Texas rule allowing use of a third party RMLO?

6 Replies


I am trying to find statutes that allow a lender to hire a third party RMLO and not be licensed themselves.

I found a statement from HUD on it in this document:


But I would like something specific to Texas, hopefully published by http://www.sml.texas.gov/

Does anyone know of anything?


Must be licensed as a Mortgage Company, Mortgage Banker or regulated by a federal banking agency to sponsor an RMLO. 

Allowing an unregulated entity to "hire" (sponsor) an RMLO  is contrary to the intent of the SAFE Act. 

Originally posted by @Mark Buskuhl :

Allowing an unregulated entity to "hire" (sponsor) an RMLO  is contrary to the intent of the SAFE Act. 

I was unclear about the definition I meant of "hiring" an RMLO.  I did not mean I am looking to sponsor one.  What I meant is I would like to use their services to originate a loan for us.

Reading the HUD rule in the link I posted, it says we do not need a license if we are:
Offering or negotiating loan terms solely through a third-party licensed loan originator, so long as the nonlicensed individual does not represent to the public that he or she can or will perform covered activities and does not communicate with the borrower or potential borrower.

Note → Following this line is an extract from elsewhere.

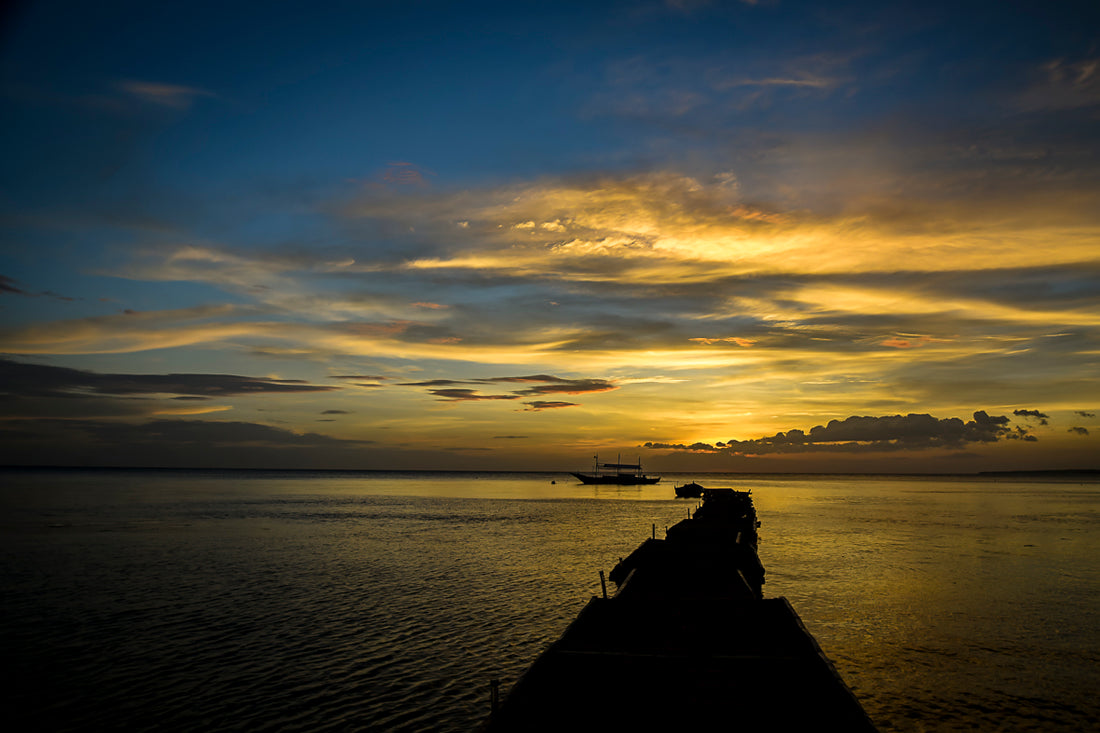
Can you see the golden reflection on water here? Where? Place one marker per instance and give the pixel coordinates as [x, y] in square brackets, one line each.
[946, 604]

I am looking for some Texas rules that also say we are are allowed to use a third-party licensed originator and not be licensed ourselves.

I also found this:


It states:

"Residential mortgage loan originator":

  1. (A) means an individual who for compensation or gain or in the expectation of compensation or gain:
    1. (i) takes a residential mortgage loan application; or
    2. (ii) offers or negotiates the terms of a residential mortgage loan; 

That seems to say that we are not an originator by simply being a lender as long as we do not do either of the items listed above.

Anyone know of any other specific info?


@Neil Aggarwal   just curious how are you going to make a loan if your not negotiating terms.

and does this not only apply to owner occ in your state.. in Oregon it applies to the property IE ANY 1 to 4.

its a tough one I am a mortgage banker .. but its a pain keeping those licenses active and working to just do 10 loans or so a year.. you need some volume in my mind to make this worth doing.

and you can't be a mortgage banker like me without getting experience first.. as a rmLO although i was grandfathered in.. and was never an RMLO my CA broker experience as a HML gave me the leg up in Oregon.

there really needs to be some sort of carve out.. folks want to obey the rules but then there is no way to get a licensed RMLO to do these deals because their brokers usually own't allow it.

Originally posted by @Jay Hinrichs :

@Neil Aggarwal  just curious how are you going to make a loan if your not negotiating terms.

We do not negotiate loan terms with or talk to a borrower.  We tell the RMLO what our loan program is and they communicate that info to the borrower.

I believe in Texas, the rule is not dependent on the type property, it only depends on it being owner occupied.

Regarding finding an RMLO, there are companies that have created an industry of providing RMLO services to originate loans for lenders.